5. Asset markets are frictionless, and information is costless and simultaneously available to all investors.

6. There are no market imperfections such as taxes, regulations, or restrictions on short selling

The investors will hold a combination of the risk-free asset and the market

portfolio, depending on their risk aversion. As the portfolio is perfectly diversified the only risk involved is systematic risk. The relationship between the expected return of a security, the beta and the risk premium are given as:

𝐸[𝑅𝑖] = 𝑟𝑓+ 𝛽𝑖[𝑟𝑚− 𝑟𝑓]

The CAPM has strong assumptions and followingly has received a lot of

criticism, e.g. for not doing a good job explaining the variance in returns for small firms (Fama and French, 1996).
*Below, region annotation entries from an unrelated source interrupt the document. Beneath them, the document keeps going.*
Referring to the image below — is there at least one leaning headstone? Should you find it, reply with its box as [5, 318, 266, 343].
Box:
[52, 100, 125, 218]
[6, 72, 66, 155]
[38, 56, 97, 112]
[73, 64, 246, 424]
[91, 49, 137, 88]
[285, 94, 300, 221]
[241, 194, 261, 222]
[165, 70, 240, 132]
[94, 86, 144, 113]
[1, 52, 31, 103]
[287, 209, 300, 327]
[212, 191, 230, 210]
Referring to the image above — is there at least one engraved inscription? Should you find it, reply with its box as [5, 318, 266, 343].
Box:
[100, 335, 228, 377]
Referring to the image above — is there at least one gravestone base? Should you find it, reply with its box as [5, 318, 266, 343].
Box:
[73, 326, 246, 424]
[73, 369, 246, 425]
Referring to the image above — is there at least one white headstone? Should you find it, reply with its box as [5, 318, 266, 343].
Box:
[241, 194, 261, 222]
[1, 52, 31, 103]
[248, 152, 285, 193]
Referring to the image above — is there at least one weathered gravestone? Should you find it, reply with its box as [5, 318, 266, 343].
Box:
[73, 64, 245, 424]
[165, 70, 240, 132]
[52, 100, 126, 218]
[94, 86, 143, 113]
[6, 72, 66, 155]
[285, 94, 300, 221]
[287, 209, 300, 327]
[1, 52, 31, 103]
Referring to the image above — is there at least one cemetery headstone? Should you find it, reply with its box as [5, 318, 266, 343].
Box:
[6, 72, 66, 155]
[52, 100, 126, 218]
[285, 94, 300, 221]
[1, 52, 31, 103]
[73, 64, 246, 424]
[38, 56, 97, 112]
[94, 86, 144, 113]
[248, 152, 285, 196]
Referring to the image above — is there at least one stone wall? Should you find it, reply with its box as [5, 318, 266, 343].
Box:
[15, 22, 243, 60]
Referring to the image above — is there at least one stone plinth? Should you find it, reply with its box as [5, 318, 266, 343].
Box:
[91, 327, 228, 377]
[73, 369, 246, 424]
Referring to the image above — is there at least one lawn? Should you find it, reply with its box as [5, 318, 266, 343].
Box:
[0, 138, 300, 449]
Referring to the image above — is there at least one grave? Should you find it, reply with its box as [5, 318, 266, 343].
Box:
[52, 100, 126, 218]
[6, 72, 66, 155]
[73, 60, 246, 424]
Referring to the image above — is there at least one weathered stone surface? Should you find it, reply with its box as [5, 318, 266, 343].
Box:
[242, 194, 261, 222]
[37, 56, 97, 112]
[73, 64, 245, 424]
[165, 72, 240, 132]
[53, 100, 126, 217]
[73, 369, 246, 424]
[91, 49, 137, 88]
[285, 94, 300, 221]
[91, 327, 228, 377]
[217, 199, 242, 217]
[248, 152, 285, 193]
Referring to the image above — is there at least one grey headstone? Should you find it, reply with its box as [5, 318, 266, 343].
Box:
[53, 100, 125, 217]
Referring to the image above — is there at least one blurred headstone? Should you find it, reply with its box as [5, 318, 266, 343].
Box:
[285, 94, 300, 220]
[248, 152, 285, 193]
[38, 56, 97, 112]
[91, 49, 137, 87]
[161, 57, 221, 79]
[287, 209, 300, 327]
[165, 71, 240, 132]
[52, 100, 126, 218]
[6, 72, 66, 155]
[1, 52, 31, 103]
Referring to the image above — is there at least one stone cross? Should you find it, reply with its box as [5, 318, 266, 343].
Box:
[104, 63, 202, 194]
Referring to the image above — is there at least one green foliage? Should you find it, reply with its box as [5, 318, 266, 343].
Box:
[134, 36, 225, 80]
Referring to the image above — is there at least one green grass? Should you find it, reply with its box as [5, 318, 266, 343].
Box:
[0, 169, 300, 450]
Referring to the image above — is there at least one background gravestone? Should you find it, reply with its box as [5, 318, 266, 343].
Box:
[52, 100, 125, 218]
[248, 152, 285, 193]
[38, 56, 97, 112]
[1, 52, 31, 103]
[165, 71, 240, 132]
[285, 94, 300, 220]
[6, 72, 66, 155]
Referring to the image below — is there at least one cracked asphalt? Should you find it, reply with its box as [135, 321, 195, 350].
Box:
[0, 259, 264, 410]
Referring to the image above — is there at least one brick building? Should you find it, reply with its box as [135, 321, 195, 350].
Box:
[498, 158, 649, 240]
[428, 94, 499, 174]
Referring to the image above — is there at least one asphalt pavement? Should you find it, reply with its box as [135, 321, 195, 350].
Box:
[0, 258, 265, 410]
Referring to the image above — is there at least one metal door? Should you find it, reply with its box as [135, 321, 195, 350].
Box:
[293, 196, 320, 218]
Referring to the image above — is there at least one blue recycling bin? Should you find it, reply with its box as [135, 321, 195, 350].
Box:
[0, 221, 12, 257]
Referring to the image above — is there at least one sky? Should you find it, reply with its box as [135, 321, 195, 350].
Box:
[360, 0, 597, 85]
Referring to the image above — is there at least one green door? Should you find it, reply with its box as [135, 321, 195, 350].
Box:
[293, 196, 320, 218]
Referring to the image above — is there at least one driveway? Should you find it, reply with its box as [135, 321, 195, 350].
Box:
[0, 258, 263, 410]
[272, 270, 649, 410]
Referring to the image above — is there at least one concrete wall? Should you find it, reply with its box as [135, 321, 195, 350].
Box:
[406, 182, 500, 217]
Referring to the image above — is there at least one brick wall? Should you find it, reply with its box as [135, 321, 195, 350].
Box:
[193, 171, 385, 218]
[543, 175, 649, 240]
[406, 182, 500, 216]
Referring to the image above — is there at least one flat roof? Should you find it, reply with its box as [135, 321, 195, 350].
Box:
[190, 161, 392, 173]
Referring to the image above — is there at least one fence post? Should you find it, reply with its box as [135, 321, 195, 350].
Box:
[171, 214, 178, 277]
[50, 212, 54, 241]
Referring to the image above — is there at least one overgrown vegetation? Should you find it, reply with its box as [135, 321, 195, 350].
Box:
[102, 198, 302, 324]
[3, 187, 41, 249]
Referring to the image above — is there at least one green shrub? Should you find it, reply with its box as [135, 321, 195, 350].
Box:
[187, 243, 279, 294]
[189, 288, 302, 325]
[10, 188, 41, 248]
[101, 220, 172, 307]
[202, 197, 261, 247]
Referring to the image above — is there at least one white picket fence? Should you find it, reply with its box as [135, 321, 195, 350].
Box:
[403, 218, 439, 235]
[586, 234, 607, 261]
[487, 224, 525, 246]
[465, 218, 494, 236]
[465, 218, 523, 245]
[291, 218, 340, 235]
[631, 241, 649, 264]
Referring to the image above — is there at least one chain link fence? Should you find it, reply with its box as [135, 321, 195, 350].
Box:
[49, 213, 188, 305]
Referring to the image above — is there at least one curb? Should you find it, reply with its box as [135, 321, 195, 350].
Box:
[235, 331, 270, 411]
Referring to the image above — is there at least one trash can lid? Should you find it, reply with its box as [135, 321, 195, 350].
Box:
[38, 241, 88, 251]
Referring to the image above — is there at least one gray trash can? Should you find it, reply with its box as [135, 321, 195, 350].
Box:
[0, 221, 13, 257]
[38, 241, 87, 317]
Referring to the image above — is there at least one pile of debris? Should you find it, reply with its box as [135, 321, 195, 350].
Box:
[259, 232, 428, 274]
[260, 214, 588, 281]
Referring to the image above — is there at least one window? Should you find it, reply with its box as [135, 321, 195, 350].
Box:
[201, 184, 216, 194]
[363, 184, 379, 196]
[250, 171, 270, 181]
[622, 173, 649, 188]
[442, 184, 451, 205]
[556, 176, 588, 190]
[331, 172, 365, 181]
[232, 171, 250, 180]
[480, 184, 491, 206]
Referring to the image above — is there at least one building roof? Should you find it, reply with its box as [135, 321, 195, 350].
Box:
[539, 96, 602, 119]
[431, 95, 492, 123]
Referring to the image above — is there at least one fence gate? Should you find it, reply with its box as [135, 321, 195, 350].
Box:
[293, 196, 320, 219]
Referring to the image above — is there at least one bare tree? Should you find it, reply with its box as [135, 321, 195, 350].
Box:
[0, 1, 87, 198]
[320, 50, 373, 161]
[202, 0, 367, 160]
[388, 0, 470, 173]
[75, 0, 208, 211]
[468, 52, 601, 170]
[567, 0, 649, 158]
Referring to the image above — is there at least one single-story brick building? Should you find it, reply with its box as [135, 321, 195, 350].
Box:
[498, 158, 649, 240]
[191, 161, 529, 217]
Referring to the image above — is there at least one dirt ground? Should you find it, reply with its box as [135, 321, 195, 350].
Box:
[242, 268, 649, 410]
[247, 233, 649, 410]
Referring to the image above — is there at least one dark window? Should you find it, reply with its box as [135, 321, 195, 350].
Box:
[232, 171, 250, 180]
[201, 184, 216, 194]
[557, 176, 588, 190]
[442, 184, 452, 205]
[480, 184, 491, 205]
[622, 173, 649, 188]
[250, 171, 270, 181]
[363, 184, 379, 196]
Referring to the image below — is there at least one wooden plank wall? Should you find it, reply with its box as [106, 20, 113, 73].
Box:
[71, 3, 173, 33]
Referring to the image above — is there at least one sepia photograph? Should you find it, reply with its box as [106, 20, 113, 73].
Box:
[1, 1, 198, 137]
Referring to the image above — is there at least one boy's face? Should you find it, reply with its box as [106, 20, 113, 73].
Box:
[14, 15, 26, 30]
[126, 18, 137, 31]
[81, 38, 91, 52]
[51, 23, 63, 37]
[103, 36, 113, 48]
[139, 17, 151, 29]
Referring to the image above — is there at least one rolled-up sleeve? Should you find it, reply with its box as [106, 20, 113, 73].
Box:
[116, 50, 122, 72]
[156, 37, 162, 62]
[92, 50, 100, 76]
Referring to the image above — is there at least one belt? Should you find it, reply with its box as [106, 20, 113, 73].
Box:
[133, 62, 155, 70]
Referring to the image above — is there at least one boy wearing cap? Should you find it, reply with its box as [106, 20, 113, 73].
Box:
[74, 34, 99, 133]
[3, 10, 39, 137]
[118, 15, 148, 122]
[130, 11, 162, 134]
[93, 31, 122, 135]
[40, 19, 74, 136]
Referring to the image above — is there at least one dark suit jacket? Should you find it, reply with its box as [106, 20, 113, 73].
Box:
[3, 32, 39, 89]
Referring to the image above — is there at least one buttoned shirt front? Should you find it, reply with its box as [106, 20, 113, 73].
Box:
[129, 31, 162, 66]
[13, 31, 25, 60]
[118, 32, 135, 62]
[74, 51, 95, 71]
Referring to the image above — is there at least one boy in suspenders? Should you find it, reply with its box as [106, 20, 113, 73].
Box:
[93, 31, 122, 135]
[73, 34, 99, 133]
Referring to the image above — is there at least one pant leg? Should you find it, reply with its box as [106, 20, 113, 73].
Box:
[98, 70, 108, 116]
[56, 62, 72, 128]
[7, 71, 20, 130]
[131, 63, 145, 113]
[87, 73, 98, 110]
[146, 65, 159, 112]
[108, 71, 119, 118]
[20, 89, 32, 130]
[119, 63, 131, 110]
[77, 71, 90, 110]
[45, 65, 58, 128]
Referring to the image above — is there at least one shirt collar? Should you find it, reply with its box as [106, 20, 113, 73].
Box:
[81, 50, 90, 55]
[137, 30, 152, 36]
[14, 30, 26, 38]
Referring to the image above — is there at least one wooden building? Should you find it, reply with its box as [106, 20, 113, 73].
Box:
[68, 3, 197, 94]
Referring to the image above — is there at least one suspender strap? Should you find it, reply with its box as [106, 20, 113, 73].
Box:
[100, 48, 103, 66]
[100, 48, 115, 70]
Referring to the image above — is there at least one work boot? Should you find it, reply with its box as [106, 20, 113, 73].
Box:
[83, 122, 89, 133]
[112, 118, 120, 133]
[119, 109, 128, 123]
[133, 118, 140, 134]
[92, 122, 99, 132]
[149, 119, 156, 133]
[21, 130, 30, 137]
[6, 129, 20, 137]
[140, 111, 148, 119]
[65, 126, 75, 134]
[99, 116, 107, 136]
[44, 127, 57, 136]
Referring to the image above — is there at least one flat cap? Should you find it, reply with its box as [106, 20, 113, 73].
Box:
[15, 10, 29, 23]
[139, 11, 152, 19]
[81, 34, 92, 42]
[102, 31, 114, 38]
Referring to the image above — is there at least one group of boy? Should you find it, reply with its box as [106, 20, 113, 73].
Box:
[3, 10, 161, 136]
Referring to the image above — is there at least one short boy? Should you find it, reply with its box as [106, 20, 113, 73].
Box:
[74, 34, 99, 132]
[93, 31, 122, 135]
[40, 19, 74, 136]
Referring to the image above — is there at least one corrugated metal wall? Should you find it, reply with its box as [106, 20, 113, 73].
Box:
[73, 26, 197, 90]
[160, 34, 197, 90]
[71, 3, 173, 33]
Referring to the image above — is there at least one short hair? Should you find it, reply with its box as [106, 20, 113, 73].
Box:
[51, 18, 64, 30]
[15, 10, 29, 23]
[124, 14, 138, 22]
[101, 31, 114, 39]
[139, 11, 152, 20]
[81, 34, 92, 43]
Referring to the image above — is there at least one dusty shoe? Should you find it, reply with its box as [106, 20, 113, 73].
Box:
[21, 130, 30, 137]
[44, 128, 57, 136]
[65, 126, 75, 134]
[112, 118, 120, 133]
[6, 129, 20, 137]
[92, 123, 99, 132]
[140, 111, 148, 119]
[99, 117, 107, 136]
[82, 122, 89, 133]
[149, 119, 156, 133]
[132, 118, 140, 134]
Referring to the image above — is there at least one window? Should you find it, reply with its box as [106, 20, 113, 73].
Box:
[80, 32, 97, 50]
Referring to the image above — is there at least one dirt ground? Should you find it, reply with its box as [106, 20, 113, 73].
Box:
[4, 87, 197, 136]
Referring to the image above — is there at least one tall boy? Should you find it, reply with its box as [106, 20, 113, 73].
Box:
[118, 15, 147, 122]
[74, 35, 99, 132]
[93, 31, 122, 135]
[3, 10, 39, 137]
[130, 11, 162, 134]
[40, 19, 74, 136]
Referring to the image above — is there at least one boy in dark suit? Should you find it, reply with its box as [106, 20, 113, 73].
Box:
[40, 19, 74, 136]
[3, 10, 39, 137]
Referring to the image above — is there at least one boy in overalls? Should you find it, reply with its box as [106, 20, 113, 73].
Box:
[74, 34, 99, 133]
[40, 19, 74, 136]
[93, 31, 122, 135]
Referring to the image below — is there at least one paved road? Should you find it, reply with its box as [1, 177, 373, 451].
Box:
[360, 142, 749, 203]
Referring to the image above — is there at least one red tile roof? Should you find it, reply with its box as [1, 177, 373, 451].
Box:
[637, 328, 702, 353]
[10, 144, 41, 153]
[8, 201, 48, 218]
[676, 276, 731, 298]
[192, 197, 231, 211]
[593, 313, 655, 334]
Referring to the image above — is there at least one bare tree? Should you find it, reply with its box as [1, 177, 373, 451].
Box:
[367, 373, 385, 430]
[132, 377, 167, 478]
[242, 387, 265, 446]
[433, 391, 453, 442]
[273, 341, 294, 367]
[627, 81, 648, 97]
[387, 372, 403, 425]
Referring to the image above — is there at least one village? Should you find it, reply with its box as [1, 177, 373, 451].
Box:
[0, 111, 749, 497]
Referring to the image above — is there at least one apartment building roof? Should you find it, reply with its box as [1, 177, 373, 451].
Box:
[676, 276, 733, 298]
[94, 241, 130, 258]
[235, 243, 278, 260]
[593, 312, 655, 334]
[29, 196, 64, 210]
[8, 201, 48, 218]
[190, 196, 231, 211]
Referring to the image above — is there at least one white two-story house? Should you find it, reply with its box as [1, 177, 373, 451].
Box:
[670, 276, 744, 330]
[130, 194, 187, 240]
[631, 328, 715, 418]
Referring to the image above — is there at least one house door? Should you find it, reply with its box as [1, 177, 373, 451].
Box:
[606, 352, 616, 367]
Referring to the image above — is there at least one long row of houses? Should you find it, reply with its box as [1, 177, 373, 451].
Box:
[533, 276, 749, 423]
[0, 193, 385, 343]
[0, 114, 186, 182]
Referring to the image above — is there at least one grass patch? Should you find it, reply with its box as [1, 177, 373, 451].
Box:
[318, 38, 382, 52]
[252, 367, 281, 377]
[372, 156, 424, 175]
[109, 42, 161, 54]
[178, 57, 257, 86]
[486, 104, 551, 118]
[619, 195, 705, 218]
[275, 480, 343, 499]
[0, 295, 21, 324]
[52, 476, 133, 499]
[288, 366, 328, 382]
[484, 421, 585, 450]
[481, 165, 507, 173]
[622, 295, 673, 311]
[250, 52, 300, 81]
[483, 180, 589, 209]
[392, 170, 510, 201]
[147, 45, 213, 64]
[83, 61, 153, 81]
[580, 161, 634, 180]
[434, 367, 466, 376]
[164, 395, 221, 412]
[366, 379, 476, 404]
Thus, the use of the CAPM in event studies has almost ceased (MacKinlay, 1997).

4.2.4 The Arbitrage Pricing Theory

Like the CAPM, the APT, developed by Stephen Ross in 1976, predicts a linear relationship between expected returns and risk, but the path it takes to the Security Market Line is different. 1) security returns can be described by a factor model; 2) there are sufficient securities to diversify away idiosyncratic risk; and 3) well-functioning security markets do not allow for the persistence of arbitrage opportunities (Bodie et al., 2014, pp. 327). The model is given as:

𝑅𝑖 = 𝛼𝑖 + 𝛽𝑖1𝐹1+. . . + 𝛽𝑖𝑛𝐹𝑛

Some of the downsides with the APT model is that finding the right factors has proven difficult and time consuming (Bodie et al., 2014), and in general the

additional factors to the market factor has little explanatory power. Thus, the gains from using an APT model versus the market model are small (Macklin, 1997).

24 4.2.5 Fama-French Three Factor Model

Fama and French’s three factor model (FF3) is among the most recognized APT models. The FF3 is a multi-factor model that can be used to measure normal returns of a stock while capturing more of the systematic risk that cannot be smoothen out by diversification, than what can be done in a single factor model.

The model can be written as Bodie et al. (2014, p. 340) did:

𝑅𝑖𝑡 = 𝛼𝑖 + 𝛽𝑖𝑀𝑅𝑀𝑡+ 𝛽𝑖𝑆𝑀𝐵𝑆𝑀𝐵𝑡+ 𝛽𝑖𝐻𝑀𝐿𝐻𝑀𝐿𝑡+ ℯ𝑖𝑡 where

SMB = Small Minus Big, i.e. the return of a portfolio of small stocks in excess of the return on a portfolio of large stocks.

HML = High Minus Low, i.e. the return of a portfolio of stocks with a high book-to-market ratio in excess of the return on a portfolio of stocks with a low book-to-market ratio.

Hence, there are two firm-characteristic variables in the model that are chosen because observations have shown that firm size and book-to-market ratios predicts deviations of average stock returns from what is found using the CAPM (Bodie et al., 2014, p. 240-241). Fama and French (1996) point out that firms with low earnings tend to have high book-to-market ratios with positive slope on HML, and vice versa for firms with low book-to-market rations with negative slopes on HML. This implies that SMB and HML can be used to proxy size and financial distress or business cycle risk (Bodie et al., 2014), where SMB mimics the risk factor related to size and HML mimics the risk factor related to book-to-market equity (Fama and French, 1993, p. 9).